The editors of The Lancet, a London-based journal renowned for accurate medical research, are disclosing “serious scientific questions” about a paper they published May 22 knocking the use of the Trump-endorsed hydroxychloroquine to treat COVID-19.
The now-disputed research paper relied on the examination of hospital files for nearly 100,000 patients to conclude that the drug, in combination an antibiotic, is ineffective and can cause heart problems. More than 14,000 patients were given the drug, with or without, an antibiotic in 671 hospitals on six continents from December to April.
Over 100 scientists quickly challenged the study’s methods, writing to The Lancet that in some cases medical records did not match the actual patient.

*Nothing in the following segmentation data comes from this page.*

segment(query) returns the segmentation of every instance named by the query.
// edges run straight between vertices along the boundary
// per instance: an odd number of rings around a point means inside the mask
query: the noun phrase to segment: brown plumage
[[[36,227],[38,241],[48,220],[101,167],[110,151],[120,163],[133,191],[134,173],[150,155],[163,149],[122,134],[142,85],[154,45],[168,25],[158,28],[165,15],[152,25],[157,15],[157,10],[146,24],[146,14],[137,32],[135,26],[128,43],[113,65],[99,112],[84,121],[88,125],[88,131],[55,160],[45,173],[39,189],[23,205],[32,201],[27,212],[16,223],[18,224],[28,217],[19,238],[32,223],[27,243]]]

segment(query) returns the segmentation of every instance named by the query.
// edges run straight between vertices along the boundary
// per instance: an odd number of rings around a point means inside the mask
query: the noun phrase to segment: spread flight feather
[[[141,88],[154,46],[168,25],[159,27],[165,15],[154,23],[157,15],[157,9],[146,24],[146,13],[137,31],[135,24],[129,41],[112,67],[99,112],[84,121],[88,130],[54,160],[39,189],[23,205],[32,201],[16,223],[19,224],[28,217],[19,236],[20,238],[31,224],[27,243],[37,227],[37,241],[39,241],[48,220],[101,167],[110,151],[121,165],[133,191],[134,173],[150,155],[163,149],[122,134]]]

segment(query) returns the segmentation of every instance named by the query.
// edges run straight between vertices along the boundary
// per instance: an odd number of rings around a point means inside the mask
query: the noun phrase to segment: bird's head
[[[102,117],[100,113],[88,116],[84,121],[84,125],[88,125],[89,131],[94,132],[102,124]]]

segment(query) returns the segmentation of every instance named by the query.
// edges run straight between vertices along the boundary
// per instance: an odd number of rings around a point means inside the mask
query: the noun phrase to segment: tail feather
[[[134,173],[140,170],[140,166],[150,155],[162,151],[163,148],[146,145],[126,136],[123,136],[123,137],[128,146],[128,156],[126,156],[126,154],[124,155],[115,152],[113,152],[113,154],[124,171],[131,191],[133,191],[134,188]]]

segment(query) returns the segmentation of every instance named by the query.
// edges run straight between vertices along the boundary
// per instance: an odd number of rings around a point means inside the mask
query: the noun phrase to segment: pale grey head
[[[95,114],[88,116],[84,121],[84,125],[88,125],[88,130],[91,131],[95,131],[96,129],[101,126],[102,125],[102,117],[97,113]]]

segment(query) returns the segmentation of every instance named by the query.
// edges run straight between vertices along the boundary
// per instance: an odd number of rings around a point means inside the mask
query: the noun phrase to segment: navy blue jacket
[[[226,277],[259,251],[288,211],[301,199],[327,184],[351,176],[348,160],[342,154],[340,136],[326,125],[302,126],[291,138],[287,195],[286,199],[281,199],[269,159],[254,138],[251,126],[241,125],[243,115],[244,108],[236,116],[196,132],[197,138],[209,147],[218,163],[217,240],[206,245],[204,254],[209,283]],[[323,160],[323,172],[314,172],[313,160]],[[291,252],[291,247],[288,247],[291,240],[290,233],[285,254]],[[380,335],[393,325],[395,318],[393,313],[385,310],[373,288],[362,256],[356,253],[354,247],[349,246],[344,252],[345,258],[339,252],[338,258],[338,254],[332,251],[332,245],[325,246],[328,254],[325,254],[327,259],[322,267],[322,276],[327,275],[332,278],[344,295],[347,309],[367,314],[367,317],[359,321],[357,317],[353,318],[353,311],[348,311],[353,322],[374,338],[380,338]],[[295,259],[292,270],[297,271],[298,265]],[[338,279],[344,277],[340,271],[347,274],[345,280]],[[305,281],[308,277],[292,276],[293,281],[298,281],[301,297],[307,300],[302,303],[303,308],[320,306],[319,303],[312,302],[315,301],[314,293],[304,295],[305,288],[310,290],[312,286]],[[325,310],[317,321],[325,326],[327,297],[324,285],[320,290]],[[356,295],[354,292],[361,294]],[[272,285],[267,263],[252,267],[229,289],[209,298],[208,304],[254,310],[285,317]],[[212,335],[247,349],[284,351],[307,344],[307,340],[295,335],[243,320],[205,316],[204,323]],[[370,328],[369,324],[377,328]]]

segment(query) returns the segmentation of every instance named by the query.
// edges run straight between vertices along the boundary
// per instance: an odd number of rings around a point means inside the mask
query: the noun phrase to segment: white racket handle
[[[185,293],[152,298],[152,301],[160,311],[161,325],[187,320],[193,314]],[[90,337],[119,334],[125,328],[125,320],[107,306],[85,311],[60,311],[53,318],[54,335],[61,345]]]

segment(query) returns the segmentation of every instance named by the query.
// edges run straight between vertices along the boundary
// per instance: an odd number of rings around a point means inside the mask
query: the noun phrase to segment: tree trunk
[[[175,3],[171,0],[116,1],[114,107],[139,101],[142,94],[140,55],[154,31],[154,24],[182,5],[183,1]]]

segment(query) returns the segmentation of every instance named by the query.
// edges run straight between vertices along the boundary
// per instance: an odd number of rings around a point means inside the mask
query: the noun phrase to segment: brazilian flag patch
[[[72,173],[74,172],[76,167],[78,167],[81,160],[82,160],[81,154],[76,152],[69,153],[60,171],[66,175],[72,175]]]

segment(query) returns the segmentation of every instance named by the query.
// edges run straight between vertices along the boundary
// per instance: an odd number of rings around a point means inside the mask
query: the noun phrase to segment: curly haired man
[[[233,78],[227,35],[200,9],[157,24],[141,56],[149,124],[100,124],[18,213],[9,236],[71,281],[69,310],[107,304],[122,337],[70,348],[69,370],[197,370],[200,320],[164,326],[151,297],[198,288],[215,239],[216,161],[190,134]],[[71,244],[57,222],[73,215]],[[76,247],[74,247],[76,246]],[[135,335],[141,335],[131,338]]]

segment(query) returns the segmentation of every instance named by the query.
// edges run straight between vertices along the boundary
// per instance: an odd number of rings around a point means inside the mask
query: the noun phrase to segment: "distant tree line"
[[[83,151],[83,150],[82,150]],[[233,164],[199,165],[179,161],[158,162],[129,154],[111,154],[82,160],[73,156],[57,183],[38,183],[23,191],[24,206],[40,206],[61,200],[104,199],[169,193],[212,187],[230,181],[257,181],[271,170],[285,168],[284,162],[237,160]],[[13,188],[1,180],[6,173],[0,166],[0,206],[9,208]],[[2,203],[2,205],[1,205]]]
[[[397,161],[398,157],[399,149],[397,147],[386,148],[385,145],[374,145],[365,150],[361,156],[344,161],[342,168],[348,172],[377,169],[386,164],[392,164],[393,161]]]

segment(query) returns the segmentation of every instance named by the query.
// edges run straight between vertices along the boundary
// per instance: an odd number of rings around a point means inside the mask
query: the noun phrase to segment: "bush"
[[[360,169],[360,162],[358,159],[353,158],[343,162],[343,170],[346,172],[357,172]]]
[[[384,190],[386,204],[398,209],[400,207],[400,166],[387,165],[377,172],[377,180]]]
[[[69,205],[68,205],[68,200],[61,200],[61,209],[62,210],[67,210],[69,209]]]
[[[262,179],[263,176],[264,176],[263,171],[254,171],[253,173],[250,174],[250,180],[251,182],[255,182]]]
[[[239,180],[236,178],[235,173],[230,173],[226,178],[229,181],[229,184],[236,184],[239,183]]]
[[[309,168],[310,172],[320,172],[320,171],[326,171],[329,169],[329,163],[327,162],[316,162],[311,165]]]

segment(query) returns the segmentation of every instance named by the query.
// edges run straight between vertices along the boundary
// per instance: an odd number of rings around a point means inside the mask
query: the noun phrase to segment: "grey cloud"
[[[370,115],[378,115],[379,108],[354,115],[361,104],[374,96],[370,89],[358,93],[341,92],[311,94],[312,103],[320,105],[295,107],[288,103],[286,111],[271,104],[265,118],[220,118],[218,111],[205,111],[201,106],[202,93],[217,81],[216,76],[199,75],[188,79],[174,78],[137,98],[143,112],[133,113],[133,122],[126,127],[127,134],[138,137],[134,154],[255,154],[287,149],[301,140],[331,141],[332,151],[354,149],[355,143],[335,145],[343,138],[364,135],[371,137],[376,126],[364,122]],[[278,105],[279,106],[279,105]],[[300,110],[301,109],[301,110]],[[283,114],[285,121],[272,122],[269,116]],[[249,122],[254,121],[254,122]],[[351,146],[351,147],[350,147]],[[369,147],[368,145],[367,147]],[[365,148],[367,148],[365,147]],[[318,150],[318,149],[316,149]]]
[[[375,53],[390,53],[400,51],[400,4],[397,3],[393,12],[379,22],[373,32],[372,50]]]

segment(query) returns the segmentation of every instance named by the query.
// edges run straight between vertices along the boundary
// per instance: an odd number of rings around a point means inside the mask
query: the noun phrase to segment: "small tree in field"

President Trump has championed hydroxychloroquine, bringing with it intense criticism from the liberal media — and a Fox News anchor — who painted the anti-malaria drug as dangerous. Mr. Trump disclosed he took a regimen of the drug as a preventative for the new coronavirus that causes the COVID-19 disease.
A number of U.S. physicians have come forward to say they have seen success in the prescribing hydroxychloroquine to COVID patients. Backers say hydroxychloroquine has been used safely for 60 years to prevent and treat malaria by blocking parasites from invading red blood cells. Its anti-inflammatory properties have been proven effective in treating Lupus and some skin diseases.
The Food and Drug Administration is one of many agencies and institutes conducting clinical trials.
The May 22 Lancet article contained this conclusion:
“We were unable to confirm a benefit of hydroxychloroquine or chloroquine, when used alone or with a macrolide, on in-hospital outcomes for COVID-19. Each of these drug regimens was associated with decreased in-hospital survival and an increased frequency of ventricular arrhythmias when used for treatment of COVID-19.”
The report gained widespread news media coverage. Often missed was the study’s warning:
“A cause-and-effect relationship between drug therapy and survival should not be inferred. These data do not apply to the use of any treatment regimen used in the ambulatory, out-of-hospital setting. Randomized clinical trials will be required before any conclusion can be reached regarding benefit or harm of these agents in COVID-19 patients.”
The Lancet editor’s backtrack posted on Wednesday said that “important scientific questions have been raised about data in the paper. … We are issuing an Expression of Concern to alert readers to the fact that serious scientific questions have been brought to our attention. We will update this notice as soon as we have further information.”
The article carried the bylines of four scientists at medical centers in the U.S. Data was analyzed by the firm Surgisphere in Chicago.
A French clinic in southern France has conducted trials that show hydroxychloroquine is effective in treating COVID-19.